For a "pure" in/not in check, use set.intersection
. Creating a set
of the bigger text (if you can hold it in memory) will speed up this task tremendously.
A set reduces the amount of words to be checkt to unique checks and the check itself is O(1) - that is about as fast as you can get:
from urllib.request import urlopen
# use from disc, else get once from url and save to disc to use it
try:
with open("faust.txt") as f:
data = f.read()
except:
# partial credit: https://stackoverflow.com/a/46124819/7505395
# get some freebe text - Goethes Faust should suffice
url = "https://archive.org/stream/fausttragedy00goetuoft/fausttragedy00goetuoft_djvu.txt"
data = urlopen(url).read()
with open("faust.txt", "wb") as f:
f.write(data)
Process the data for measurements:
words = data.split() # words: 202915
unique = set(words) # distinct words: 34809
none_true = {"NoWayThatsInIt_1", "NoWayThatsInIt_2", "NoWayThatsInIt_3", "NoWayThatsInIt_4"}
one_true = none_true | {"foul"}
# should use timeit for it, havent got it here
def sloppy_time_measure(f, text):
import time
print(text, end="")
t = time.time()
# execute function 1000 times
for _ in range(1000):
f()
print( (time.time() - t) * 1000, "milliseconds" )

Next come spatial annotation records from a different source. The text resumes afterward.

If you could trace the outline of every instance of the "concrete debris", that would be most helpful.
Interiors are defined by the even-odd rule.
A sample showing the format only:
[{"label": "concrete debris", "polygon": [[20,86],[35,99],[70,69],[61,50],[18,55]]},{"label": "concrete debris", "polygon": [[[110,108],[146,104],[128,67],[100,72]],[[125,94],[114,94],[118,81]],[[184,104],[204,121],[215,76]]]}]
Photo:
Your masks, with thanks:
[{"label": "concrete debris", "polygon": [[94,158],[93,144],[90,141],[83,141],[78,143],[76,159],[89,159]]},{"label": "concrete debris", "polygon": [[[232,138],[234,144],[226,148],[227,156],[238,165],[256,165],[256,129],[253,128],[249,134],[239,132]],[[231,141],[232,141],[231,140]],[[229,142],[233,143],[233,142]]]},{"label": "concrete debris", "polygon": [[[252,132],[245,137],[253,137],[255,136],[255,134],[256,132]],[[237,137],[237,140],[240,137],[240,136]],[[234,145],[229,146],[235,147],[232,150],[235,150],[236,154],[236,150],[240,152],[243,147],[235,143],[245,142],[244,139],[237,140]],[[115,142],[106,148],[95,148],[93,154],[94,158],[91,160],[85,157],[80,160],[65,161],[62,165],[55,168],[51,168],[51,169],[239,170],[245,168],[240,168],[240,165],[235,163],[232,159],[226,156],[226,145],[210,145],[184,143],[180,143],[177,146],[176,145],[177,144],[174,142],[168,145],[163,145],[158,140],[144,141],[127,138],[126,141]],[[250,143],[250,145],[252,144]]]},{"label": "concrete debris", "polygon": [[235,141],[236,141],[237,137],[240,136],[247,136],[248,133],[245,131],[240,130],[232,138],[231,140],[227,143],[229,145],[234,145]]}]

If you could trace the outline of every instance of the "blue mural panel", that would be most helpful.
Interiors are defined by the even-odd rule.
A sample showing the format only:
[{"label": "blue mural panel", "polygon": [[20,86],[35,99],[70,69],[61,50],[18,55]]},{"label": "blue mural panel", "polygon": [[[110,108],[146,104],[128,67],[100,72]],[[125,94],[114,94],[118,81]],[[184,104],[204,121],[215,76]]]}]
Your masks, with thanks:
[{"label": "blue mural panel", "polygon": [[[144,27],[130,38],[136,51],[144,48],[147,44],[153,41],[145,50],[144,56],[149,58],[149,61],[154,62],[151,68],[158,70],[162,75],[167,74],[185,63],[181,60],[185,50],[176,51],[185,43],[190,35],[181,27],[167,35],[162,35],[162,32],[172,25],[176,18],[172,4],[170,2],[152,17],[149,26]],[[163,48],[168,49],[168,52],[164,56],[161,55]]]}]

# .intersection calculates _full_ intersection, not only an "in" check:
lw = len(words)
ls = len(unique)
sloppy_time_measure(lambda: none_true.intersection(words), f"Find none in list of {lw} words: ")
sloppy_time_measure(lambda: one_true.intersection(words), f"Find one in list of {lw} words: ")
sloppy_time_measure(lambda: any(w in words for w in none_true),
f"Find none using 'in' in list of {lw} words: ")
sloppy_time_measure(lambda: none_true.intersection(unique), f"Find none in set of {ls} uniques: ")
sloppy_time_measure(lambda: one_true.intersection(unique), f"Find one in set of {ls} uniques: ")
sloppy_time_measure(lambda: any(w in unique for w in one_true),
f"Find one using 'in' in set of {ls} uniques: ")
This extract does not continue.